Before transporting g. p. g. to the places of consumption, them they subject to the processing, which has as a goal removal from g. p. g. of mech. admixtures, harmful components (№e), heavy hydrocarbon gases (propane, butane, etc.) and water it is steam. For the removal of mech. admixtures the separators of different construction adapt. The removal of moisture from the gases is accomplished by a low-temperature separation, i.e. by the condensation of water it is steam at low temperatures (to -30 °S), which are developed in the separators as a result of throttling of gas (decrease in pressure of gas 2-4 times), or by the absorption of water it is steam by solid (see adsorption) or liquid (see absorption) substances.
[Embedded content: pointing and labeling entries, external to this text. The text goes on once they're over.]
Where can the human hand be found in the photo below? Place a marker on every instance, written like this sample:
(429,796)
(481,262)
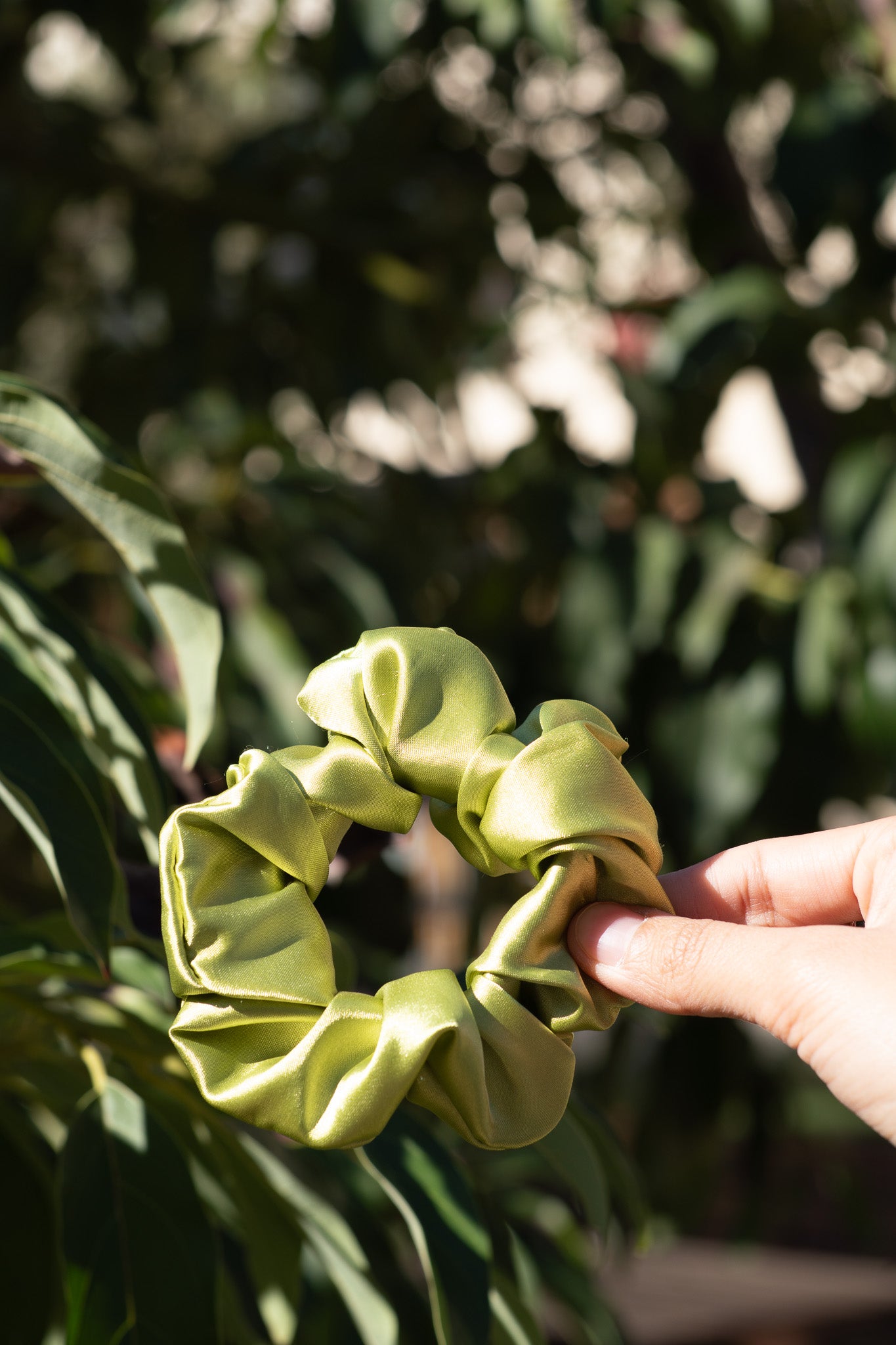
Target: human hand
(759,934)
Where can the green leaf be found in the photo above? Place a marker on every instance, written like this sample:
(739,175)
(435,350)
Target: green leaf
(878,550)
(336,1246)
(571,1155)
(617,1166)
(729,571)
(593,632)
(748,294)
(853,486)
(135,517)
(553,23)
(720,748)
(34,632)
(51,790)
(824,638)
(139,1254)
(267,1225)
(512,1323)
(660,553)
(435,1200)
(32,966)
(267,650)
(30,1289)
(355,581)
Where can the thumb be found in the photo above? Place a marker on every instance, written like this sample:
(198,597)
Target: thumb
(769,975)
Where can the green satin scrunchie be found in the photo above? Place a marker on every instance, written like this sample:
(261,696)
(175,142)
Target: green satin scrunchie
(263,1028)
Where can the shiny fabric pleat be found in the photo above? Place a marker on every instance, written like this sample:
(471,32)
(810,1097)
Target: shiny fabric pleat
(263,1026)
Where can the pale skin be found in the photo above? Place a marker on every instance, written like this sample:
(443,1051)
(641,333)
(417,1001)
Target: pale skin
(765,933)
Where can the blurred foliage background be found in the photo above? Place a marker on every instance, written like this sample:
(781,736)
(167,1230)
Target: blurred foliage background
(571,326)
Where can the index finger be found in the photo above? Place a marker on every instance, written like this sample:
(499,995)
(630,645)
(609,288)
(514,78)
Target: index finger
(784,881)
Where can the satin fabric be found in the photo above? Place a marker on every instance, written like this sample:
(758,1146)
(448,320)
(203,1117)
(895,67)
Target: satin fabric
(264,1029)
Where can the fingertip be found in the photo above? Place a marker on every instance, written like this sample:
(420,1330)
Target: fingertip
(601,934)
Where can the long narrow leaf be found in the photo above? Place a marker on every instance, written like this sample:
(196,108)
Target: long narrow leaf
(42,786)
(431,1195)
(574,1158)
(336,1246)
(139,1254)
(129,510)
(34,632)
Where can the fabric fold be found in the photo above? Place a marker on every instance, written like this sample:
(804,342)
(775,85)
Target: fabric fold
(267,1034)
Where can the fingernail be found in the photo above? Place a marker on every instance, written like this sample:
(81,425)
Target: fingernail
(603,933)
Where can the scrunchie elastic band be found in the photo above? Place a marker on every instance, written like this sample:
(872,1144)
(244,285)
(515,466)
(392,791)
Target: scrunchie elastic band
(263,1026)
By the same methods are separated from the gases heavy hydrocarbon gases with obtaining of damp gasoline washed out from hydrocarbon gases, which then is divided (see rectification) to the stable gasoline washed out from hydrocarbon gases and the commodity light hydrocarbons (tech. propane, tech. butane, propane-butane mixture and other fractions). If necessary from g. p. g. are moved away harmful substances, mainly hydrogen sulfide. For the removal of sulfur from the gases a number of the solid and liquid substances, which connect sulfur, is used. Gas after working on the trade under the pressure 4,5-5,5 Mn/m² (45-55 kgof s/sm²) will be given on the collector for the drainage to the trade gazosbornyy point or to the headwork of main gas pipe. G. p. g. of purely gas fields usually undergo only drainage and cleaning from the solid admixtures.

Passage to the complex design of the development of gas fields, the intensification of the inflow of gas to the bore holes, the automation of installations on the gas trades made it possible to considerably increase the working debits of bore holes, to improve the preparation of gas for the transport and to reduce the prime cost of natural gas.

E. V. levykin.

Lit.: The gas fields OF THE USSR. Reference book, 2 publ., M., 1968; Yeremenko N. A., geology of oil and gas, M., 1968; Smirnov A. S., Shchirkovskiy a. i., output and the transport of gas. M., 1957; Korotaev Yu. p., Polyanskiy a. p., the operation of the gas wells, 2 publ., M., 1961; Shmyglya p. T., the development of gas and gas-condensate layers (theory and practice), of M., 1967; Bases catching M. n., Zhukov a. i., Alekseyev T. S., the preparation of natural gas and condensate for the transport, M., 1968; Development of gas field by the system of the unevenly located bore holes, M., 1968; Whistles s. f., processing the hydrocarbons of natural and casing-head gases, M., 1960.